The Phillies will wear the infamous "Saturday Night Specials" uniform ensemble this Saturday night against the Atlanta Braves. The Braves will also wear period throwbacks. The all-burgundy uniforms were only worn once 40 years ago on May 19, 1979 when the Phillies lost to the Montreal Expos 10-6.
Sports nostalgia continues to boom and the Phillies are capitalizing on it with their continued use of 1970s and 1980s uniform schemes and one offs. Three years ago the team wore 1976 uniforms complete with the opening day pillbox cap. Last year the team announced it would wear the popular powder blue 1980s away uniforms at home for Thursday day games. The Phillies were the second club in major league history to wear throwback uniforms when they donned 1957 retros in 1991. But none of the uniforms since then have been as unusual and unique as the 1979 "Saturday Night Specials".
The original uniforms were the dual brain child of then club president Bill Giles and the 1970s loud uniform craze. The traditional flannel baseball uniform from the 1950s and 1960s gave way to polyester and outrageous color combinations. The team already sported burgundy batting practice jerseys so the novelty of a reverse uniform sans pinstripes (could you imagine if they had pinstripes) seemed worth a shot. But the players hated them immediately. Larry Bowa said they reminded him of uniforms worn for Sunday afternoon softball. Greg Luzinski hated the color because they looked grape. Larry Christenson, the starting pitcher who made his debut that night in 1979, said that the uniforms were dark and struck the wrong cord with the players. Reliever Tug McGraw said that the entire team hated them because they looked like softball uniforms.
The Phillies had a 4-0 lead over the visiting, sputtering Expos in the top of the 4th when Christensen beaned catcher Gary Carter.
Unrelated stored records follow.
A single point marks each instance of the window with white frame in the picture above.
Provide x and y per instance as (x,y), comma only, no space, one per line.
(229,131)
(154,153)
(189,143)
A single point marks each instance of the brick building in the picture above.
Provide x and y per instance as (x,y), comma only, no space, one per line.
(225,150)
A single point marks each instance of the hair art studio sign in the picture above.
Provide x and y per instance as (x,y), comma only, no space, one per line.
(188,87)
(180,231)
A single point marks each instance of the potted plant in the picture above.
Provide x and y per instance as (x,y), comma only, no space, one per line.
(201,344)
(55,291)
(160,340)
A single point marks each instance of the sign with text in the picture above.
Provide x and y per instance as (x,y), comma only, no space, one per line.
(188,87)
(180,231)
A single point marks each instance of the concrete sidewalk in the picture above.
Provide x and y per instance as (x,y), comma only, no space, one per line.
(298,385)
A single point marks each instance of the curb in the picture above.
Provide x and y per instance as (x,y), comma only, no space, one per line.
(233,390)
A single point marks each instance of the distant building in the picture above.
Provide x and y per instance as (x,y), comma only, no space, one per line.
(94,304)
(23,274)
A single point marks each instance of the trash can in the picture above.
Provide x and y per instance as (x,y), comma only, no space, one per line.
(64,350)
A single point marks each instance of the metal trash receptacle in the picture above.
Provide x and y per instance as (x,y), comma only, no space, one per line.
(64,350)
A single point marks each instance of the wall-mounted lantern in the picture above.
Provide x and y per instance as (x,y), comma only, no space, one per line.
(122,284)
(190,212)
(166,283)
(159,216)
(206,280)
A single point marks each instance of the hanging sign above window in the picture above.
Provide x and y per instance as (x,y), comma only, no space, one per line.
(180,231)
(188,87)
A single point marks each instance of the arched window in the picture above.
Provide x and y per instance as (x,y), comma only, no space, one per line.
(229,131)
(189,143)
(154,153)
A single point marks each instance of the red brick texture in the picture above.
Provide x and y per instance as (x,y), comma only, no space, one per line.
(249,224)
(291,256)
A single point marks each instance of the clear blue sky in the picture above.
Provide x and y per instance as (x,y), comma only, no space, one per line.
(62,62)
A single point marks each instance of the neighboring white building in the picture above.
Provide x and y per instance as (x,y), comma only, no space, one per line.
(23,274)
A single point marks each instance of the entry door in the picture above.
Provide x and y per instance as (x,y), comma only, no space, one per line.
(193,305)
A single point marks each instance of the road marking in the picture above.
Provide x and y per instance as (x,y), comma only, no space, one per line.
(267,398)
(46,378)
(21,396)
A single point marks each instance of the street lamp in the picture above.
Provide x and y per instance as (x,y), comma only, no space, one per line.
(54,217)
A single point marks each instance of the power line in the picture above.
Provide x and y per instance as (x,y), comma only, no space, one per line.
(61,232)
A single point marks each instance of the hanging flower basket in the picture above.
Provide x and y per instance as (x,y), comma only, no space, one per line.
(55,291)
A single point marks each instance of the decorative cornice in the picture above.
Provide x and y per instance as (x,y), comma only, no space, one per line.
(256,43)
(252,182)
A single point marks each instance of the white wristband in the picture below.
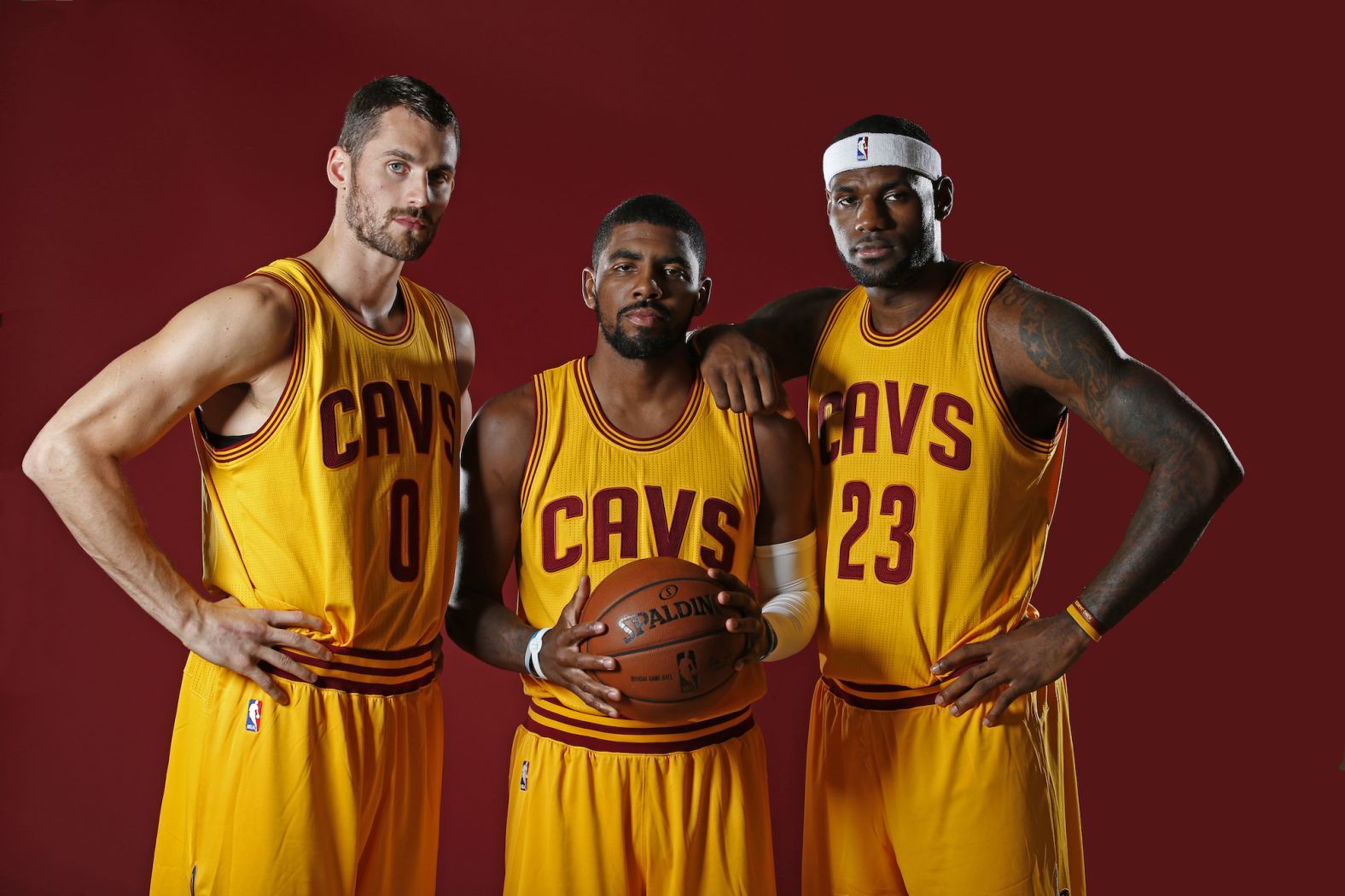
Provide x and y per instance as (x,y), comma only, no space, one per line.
(787,578)
(532,655)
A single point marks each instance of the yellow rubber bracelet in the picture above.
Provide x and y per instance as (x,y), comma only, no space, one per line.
(1074,609)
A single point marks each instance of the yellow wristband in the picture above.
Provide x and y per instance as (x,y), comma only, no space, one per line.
(1086,620)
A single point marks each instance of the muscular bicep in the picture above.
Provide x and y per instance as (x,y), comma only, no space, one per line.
(1046,347)
(786,464)
(230,336)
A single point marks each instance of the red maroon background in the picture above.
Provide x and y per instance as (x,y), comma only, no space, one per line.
(1151,165)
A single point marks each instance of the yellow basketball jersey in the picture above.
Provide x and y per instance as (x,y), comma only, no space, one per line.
(595,499)
(934,505)
(345,503)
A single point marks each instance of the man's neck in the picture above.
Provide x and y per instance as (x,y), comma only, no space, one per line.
(362,279)
(896,305)
(642,399)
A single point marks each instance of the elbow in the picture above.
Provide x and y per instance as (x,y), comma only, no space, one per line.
(1228,471)
(44,460)
(460,623)
(1231,474)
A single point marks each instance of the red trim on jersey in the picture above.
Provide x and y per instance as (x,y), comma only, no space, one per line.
(639,747)
(597,724)
(887,340)
(382,338)
(612,433)
(298,358)
(864,702)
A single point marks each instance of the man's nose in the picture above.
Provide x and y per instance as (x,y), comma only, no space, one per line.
(649,287)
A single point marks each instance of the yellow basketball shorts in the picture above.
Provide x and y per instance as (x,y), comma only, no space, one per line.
(334,794)
(593,821)
(903,798)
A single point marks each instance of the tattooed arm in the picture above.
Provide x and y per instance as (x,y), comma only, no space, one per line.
(1053,356)
(495,455)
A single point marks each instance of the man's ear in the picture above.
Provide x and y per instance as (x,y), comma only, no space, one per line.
(588,287)
(339,167)
(702,299)
(941,198)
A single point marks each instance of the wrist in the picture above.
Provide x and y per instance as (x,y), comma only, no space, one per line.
(189,620)
(533,655)
(701,338)
(1086,625)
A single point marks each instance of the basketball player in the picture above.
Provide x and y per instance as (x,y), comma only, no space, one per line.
(595,463)
(939,756)
(324,394)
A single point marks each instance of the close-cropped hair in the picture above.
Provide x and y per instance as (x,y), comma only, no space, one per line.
(655,210)
(377,97)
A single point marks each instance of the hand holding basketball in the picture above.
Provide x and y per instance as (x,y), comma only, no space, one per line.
(565,664)
(737,596)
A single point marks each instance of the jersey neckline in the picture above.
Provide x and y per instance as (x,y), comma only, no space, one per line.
(875,336)
(609,431)
(381,338)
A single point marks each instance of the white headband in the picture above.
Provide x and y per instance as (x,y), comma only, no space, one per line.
(872,149)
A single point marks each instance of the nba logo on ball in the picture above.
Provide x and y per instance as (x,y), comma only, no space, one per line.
(686,673)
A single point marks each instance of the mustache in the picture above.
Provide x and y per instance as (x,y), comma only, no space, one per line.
(418,214)
(651,305)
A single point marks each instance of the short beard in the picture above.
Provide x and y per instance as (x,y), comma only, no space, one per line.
(634,347)
(897,272)
(364,224)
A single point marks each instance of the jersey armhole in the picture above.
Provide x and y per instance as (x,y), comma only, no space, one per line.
(298,365)
(534,452)
(752,459)
(990,377)
(833,317)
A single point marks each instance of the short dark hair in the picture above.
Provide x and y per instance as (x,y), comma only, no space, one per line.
(377,97)
(656,210)
(884,124)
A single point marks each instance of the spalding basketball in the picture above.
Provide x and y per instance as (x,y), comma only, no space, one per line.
(665,630)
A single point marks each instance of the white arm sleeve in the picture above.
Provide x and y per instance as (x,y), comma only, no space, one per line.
(787,576)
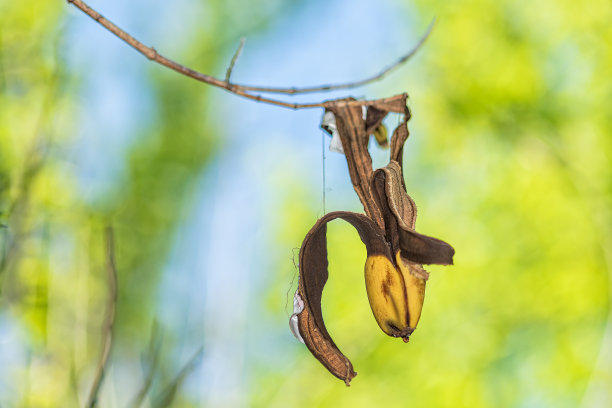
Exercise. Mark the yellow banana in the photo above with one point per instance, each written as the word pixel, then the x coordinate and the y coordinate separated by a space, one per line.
pixel 396 294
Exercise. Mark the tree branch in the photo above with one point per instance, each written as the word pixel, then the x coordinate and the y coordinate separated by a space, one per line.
pixel 348 85
pixel 109 322
pixel 243 90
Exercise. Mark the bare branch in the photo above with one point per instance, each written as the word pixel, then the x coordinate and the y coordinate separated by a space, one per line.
pixel 109 321
pixel 348 85
pixel 239 90
pixel 228 73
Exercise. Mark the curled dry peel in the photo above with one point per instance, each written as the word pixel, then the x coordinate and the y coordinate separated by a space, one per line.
pixel 395 278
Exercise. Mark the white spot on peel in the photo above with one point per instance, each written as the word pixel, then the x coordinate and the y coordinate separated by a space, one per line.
pixel 298 306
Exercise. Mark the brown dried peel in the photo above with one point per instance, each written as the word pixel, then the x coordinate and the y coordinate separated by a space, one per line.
pixel 395 279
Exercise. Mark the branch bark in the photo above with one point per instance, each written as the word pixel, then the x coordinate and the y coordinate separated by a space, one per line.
pixel 245 90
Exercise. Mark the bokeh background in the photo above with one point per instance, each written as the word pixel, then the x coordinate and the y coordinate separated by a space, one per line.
pixel 210 196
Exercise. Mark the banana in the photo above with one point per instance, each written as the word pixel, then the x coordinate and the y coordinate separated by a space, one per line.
pixel 380 134
pixel 396 294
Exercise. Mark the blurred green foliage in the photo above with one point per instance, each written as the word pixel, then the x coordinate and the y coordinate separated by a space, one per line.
pixel 509 161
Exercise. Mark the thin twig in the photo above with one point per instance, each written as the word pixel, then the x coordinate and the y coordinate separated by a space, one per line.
pixel 240 90
pixel 109 320
pixel 348 85
pixel 228 73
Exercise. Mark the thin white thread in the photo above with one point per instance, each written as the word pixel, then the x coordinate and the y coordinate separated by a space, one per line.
pixel 323 166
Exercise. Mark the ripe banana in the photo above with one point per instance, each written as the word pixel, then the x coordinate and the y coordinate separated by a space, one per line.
pixel 396 294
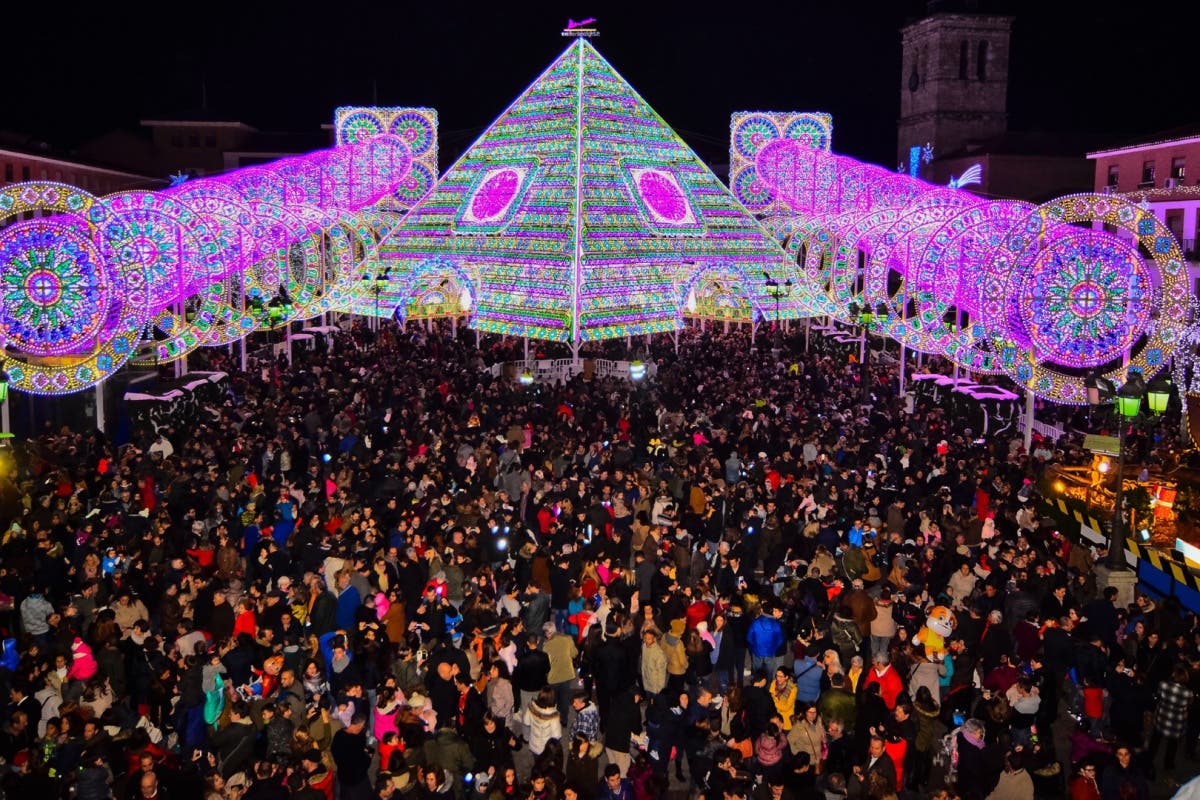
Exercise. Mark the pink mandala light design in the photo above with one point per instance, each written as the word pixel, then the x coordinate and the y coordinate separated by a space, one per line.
pixel 496 194
pixel 663 197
Carter made like he was going to charge the mound but trotted to first. Christenson told Inquirer reporter Matt Breen that he thought there was going to be a brawl after the benches cleared. "I thought itw as going to be a brawl in these purple-nurple uniforms. But nothing happened." The altercation fired the Expos up and they went ahead to beat the Phillies 10-6. Larry Bowa blamed the uniforms. After the game, Luzinski told owner Ruly Carpenter that he'd never wear that uniform again and the team threw the uniforms in the trash. Bill Giles told reporters after the game that the uniforms didn't match up to their exceptions; they fit right and they were too dark for TV.
The team hated the uniforms but some fans did not. The Inquirer reported on May 27 that club received numerous calls from fans across the country asking to buy the uniforms. The club agreed and sold the entire ensemble for $200 each, with proceeds benefiting intellectually disabled children in the Delaware Valley. Fans have already tweeted the New Era Clubhouse store asking if the uniforms will be available for purchase this weekend, complete with zipper front.
Part of the distaste for the all-burgundy uniforms was because they ere so dark. The lighting industry has vastly improved in the past 40 years and Citizens Bank Park's new LED lighting will literally shine new light on the old color scheme. Saturday night, we will find out whether or not the LED's superior color rendering index will have fans and players alike viewing the uniforms in a different light.